Keterangan Perdana Menteri M. Natsir, yang pernah menjadi Menteri Penerangan dalam Kabinet Sjahrir, merupakan satu bukti lain dari sekian banyak bukti sejarah yang tegas membantah pendapat bahwa ada garis pemisah dalam pendirian pemerintah. Dalam salah satu keterangannya Natsir mengutarakan bahwa :
"Memang selama masa mempertahankan kemerdekaan ada perbedaan pendapat antar mereka yang menghendaki perjuangan bersenjata dan mereka yang menginginkan penyelesaian melalui jalan negosiasi. Namun mereka yang condong kepada perundingan toh sadar benar, bahwa negosiasi tanpa dukungan perjuangan bersenjata akan menyebabkan posisi kita dalam tawar-menawar menjadi sangat lemah. Sebaliknya, perjuangan bersenjata saja akan memudahkan Belanda beralih, bahwa masalah Indonesia adalah internal affairs, masalah dalam negeri. Ini akan menghalangi pembicaraannya di Perserikatan Bangsa-Bangsa. Jadi saya rasa pilihan tidak begitu mutlak apakah perang atau diplomasi. Sebab itu kita memilih dua-duanya. Dan ternyata membawa hasil relatif lebih cepat."

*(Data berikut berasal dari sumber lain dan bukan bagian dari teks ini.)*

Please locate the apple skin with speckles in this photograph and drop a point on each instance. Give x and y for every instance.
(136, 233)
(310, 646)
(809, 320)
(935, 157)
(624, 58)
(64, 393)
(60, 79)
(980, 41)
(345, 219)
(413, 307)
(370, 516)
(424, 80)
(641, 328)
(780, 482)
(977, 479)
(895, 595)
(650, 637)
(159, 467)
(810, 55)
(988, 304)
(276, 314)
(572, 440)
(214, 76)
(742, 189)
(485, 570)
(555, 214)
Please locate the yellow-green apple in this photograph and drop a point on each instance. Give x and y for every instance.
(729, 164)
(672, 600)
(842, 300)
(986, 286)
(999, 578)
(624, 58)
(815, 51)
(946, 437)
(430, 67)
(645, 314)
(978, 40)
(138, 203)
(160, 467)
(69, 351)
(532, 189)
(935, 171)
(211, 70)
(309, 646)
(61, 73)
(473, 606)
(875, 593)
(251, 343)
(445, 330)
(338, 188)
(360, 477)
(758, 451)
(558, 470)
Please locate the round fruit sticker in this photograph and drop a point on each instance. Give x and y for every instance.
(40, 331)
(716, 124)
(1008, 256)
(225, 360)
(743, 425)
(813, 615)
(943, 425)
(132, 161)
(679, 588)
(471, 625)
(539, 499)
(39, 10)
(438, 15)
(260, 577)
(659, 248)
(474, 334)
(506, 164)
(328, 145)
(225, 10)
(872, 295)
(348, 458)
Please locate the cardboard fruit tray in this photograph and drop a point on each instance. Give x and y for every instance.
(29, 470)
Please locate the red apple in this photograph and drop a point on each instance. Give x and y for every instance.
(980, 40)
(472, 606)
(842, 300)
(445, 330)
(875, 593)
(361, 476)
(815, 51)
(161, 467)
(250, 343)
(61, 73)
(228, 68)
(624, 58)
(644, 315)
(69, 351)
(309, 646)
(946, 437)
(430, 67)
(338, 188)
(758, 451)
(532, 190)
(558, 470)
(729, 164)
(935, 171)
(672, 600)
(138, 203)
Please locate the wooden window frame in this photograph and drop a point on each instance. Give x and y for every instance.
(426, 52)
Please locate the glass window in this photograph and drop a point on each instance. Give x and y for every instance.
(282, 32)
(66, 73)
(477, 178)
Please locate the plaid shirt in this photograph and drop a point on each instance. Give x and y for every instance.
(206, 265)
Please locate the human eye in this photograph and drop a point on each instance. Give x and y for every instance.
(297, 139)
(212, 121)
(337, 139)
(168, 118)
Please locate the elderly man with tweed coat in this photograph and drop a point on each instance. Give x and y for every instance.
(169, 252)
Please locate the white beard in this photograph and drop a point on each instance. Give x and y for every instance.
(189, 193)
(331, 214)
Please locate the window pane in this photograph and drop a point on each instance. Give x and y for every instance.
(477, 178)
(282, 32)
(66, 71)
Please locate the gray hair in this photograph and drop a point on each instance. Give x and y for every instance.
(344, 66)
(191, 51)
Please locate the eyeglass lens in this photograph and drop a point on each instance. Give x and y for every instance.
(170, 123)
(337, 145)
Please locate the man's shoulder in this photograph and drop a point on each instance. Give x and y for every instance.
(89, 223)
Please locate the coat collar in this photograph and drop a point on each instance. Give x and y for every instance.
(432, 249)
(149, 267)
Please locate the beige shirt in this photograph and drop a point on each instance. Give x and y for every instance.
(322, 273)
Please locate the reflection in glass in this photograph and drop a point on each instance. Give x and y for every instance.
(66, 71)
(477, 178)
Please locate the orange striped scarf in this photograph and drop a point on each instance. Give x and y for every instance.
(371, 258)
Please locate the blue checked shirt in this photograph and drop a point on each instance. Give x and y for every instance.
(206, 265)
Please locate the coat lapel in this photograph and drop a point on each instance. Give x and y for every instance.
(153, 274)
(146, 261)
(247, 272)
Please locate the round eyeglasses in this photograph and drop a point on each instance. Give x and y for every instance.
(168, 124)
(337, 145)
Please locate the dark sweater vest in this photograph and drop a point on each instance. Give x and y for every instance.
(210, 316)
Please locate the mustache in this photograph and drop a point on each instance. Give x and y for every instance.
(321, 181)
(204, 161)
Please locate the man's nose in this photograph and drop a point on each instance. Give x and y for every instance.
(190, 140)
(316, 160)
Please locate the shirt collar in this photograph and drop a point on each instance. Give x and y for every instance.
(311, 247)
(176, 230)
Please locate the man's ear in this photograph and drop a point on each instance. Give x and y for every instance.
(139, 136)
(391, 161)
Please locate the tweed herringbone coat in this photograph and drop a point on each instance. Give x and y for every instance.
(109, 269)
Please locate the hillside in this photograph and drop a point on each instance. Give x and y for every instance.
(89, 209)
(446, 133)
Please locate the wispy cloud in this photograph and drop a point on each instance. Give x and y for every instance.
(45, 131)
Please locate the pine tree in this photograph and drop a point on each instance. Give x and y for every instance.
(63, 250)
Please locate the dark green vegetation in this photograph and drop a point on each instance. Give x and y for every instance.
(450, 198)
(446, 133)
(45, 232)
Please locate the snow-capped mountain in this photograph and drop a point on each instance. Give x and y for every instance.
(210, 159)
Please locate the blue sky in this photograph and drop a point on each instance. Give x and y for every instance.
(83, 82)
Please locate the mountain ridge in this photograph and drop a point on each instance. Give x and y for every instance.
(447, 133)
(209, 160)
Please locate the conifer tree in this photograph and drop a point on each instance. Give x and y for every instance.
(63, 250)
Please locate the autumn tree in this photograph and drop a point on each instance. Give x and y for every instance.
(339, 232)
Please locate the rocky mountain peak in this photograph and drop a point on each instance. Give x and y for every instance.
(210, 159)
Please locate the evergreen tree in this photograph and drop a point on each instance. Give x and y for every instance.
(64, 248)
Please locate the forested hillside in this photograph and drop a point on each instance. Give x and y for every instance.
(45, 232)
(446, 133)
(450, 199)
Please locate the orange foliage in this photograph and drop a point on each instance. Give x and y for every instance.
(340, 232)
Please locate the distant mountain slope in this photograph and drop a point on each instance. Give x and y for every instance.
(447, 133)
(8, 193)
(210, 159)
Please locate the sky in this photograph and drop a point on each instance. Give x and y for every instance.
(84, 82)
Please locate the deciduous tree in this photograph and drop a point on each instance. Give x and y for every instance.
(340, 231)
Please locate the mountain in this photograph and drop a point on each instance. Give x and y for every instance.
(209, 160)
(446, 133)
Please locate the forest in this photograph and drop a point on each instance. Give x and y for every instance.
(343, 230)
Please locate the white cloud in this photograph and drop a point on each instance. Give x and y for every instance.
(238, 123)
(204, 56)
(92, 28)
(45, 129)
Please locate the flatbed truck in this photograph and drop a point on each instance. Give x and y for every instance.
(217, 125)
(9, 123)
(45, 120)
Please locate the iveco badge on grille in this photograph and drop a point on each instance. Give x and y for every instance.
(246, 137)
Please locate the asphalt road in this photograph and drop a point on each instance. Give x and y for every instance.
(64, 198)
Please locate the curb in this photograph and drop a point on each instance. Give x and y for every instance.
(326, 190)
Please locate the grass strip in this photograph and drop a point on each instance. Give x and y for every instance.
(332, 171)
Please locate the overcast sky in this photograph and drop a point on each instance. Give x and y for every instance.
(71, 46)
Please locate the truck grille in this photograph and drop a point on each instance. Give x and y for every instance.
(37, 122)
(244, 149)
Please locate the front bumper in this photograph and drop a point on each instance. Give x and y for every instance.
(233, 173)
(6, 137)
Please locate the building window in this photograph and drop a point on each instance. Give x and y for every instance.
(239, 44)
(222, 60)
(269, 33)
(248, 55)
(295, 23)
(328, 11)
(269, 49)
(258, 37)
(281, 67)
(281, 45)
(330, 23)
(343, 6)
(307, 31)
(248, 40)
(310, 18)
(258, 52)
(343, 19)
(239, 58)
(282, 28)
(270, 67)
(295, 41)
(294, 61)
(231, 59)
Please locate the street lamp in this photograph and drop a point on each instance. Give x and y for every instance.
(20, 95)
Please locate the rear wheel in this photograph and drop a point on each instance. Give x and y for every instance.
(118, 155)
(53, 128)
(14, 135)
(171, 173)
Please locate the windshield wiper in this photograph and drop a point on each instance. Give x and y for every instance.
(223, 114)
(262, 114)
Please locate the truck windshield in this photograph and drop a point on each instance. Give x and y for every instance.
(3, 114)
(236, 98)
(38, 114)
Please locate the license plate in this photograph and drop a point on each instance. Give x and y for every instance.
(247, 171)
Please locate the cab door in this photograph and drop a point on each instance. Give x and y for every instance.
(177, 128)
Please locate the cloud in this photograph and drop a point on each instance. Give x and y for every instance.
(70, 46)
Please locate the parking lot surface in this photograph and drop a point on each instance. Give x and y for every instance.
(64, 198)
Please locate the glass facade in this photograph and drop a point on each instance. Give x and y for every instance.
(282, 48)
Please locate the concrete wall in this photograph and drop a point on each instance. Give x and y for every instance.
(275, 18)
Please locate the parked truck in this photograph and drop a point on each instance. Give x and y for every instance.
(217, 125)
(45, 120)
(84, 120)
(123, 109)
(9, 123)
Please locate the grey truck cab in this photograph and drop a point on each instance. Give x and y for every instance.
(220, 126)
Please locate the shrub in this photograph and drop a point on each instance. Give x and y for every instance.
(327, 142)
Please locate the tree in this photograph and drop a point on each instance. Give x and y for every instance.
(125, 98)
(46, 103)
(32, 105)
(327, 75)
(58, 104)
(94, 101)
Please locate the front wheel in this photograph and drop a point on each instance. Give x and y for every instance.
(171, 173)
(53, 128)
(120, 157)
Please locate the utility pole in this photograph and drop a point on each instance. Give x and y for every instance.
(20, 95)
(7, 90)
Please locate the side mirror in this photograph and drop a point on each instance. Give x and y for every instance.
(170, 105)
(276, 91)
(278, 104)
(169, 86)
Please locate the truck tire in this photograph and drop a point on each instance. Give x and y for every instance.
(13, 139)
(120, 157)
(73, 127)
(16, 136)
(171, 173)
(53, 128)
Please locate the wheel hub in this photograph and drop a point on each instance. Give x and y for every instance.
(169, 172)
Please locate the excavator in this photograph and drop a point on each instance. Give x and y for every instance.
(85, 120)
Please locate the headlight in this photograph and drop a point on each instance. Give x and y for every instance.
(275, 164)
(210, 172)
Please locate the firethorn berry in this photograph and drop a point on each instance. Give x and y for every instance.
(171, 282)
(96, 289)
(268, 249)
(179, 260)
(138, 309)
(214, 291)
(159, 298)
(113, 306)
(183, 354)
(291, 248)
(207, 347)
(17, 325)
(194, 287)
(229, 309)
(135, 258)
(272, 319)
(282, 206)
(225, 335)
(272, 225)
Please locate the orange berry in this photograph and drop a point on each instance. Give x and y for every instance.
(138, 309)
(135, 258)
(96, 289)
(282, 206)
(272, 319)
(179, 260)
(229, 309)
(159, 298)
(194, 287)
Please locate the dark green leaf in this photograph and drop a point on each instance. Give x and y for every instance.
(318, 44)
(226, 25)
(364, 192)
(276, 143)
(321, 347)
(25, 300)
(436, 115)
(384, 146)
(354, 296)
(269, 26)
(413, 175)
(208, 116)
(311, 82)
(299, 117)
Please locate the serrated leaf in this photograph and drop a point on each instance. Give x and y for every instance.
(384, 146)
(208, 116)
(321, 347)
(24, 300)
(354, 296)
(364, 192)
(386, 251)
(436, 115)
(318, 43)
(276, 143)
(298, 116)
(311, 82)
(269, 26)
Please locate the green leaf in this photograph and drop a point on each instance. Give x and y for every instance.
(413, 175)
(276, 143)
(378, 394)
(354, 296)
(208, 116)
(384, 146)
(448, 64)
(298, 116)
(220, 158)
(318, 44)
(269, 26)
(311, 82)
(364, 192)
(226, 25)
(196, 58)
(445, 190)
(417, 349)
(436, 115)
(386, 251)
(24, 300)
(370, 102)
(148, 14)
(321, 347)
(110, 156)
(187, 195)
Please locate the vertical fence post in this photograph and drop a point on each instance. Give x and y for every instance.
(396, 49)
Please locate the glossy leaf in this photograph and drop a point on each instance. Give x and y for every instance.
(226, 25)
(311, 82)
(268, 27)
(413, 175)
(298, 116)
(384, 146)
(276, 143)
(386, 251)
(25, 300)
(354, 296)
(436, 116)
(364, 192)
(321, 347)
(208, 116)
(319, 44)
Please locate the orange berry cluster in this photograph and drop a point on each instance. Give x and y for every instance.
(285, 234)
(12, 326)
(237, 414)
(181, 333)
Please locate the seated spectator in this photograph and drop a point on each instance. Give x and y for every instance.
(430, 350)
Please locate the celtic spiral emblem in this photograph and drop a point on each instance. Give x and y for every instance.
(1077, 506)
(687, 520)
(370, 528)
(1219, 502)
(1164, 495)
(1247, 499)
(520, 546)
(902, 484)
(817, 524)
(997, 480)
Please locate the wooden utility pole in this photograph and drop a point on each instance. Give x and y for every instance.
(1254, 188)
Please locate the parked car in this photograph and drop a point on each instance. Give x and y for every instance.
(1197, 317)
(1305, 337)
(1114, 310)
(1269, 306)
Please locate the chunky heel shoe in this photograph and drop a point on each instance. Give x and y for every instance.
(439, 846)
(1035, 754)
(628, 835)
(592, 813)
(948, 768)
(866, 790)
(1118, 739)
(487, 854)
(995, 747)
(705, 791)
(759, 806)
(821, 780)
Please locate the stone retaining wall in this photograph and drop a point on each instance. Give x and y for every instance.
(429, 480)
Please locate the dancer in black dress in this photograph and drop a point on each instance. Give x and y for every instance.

M. Natsir selanjutnya menguraikan pula kesulitan pemerintah yang timbul sebagai akibat dari cara perindingan itu, sebagai berikut:
"Sudah barang tentu pemerintah sendiri berada dalam situasi rumit waktu itu. Sesudah linggajati misalnya, ada anggapan bahwa kita sudah 'menggadaikan' Indonesia. Sebagai Menteri Penerangan saya harus menjelaskan yang tidak enak ini kepada seluruh rakyat, terutama mereka yang lebih condong kepada perjuangan bersenjata.
Saya harus menjual 'kue' ini. Suka atau tidak suka. Tugas saya menghendaki agar saya menjadi salesman yang baik. Tan Malaka misalnya adalah penantang yang gigih dari politik perundingan ini. Tetapi betapa pun gawatnya situasi, kita biarkan saja dia berkaok-kaok. Sebab dengan itu Belanda jadi sadar, dengan siapa mereka berhadapan nanti, kalau kalangan perundingan ini sudah tidak mempan lagi. Soal Renville demikian juga. Saya pikir malah lebih rumit, sebab itu kita harus menarik TNI dari kantong-kantong gerilya ... Dengan memberi beberapa konsesi dalam perundingan, kita tidak berarti menyerah. Kita sadar benar bahwa Belanda pasti melanggar. Tapi setiap pelanggaran Belanda menambah dukungan internasional kepada kita. Sebab perundingan kita adalah perjanjian internasional ... Jadi soalnya bukan diplomasi saja."